Bivalent Cholesterol-Based Coupling of Oligonucletides to Lipid Membrane Assemblies

Rapid progress in protein-chip technologies is today made with respect to water soluble proteins, but to generate a signature of the whole proteome makeup, membrane proteins, which constitute an important group of proteins being a common target in disease diagnostics and therapeutic drugs, must also be addressable. This class of proteins is often identified as an extremely difficult group of proteins to be analyzed on this format. In fact, the first lowdensity protein chip based on membrane proteins was only recently reported, demonstrating an array produced via microdispensing of G protein-coupled receptor containing lipid membranes. However, to fully explore the potential of array-based analysis of membrane proteins, tethered lipid Vesicles have recently emerged as a most promising alternative, not the least since they offer the possibility to measure also membrane-protein-mediated material transport across the membrane. Nevertheless, efficient means to control the positioning of different types of vesicles on predefined regions are still lacking. By combining the concept of DNA-labeled vesicles, previously utilized for signal enhancement of DNA hybridization detection, with the concept of using DNA-labeled biomolecules for site-selective binding on cDNA arrays, we and others recently demonstrated the use of cDNA arrays for siteselective and sequence-specific coupling of DNA-tagged lipidvesicles.
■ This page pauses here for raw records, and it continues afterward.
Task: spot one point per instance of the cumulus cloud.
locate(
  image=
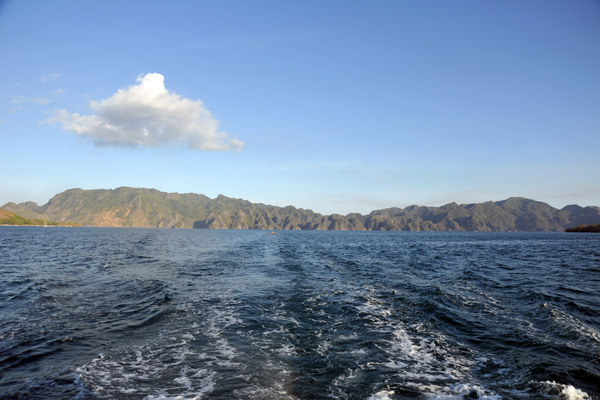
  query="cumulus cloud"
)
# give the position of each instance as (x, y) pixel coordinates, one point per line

Instead of using covalent coupling of DNA to chemically active lipids, we made use of cholesterol-modified ss-DNA for spontaneous anchoring into the hydrophobic interior of lipid membranes. This means of anchoring DNA adds a threefold advantage: the method (i) is faster, (ii) does not require chemically modified lipids to be introduced, and (iii) makes use of a naturally occurring membrane constituent, thus eliminating the risk for side effects induced by chemically reactive lipid headgroups on incorporated membrane constituents. However, the cholesterol-based anchoring of DNA turns out to be relatively weak, thus complicating quantitative control of the number of DNA per vesicles. In addition, site-selective sorting of different DNA-tagged vesicles to cDNA arrays must, because of influence from DNA exchange between differently tagged vesicles, be accomplished in a sequential, rather than parallel, manner.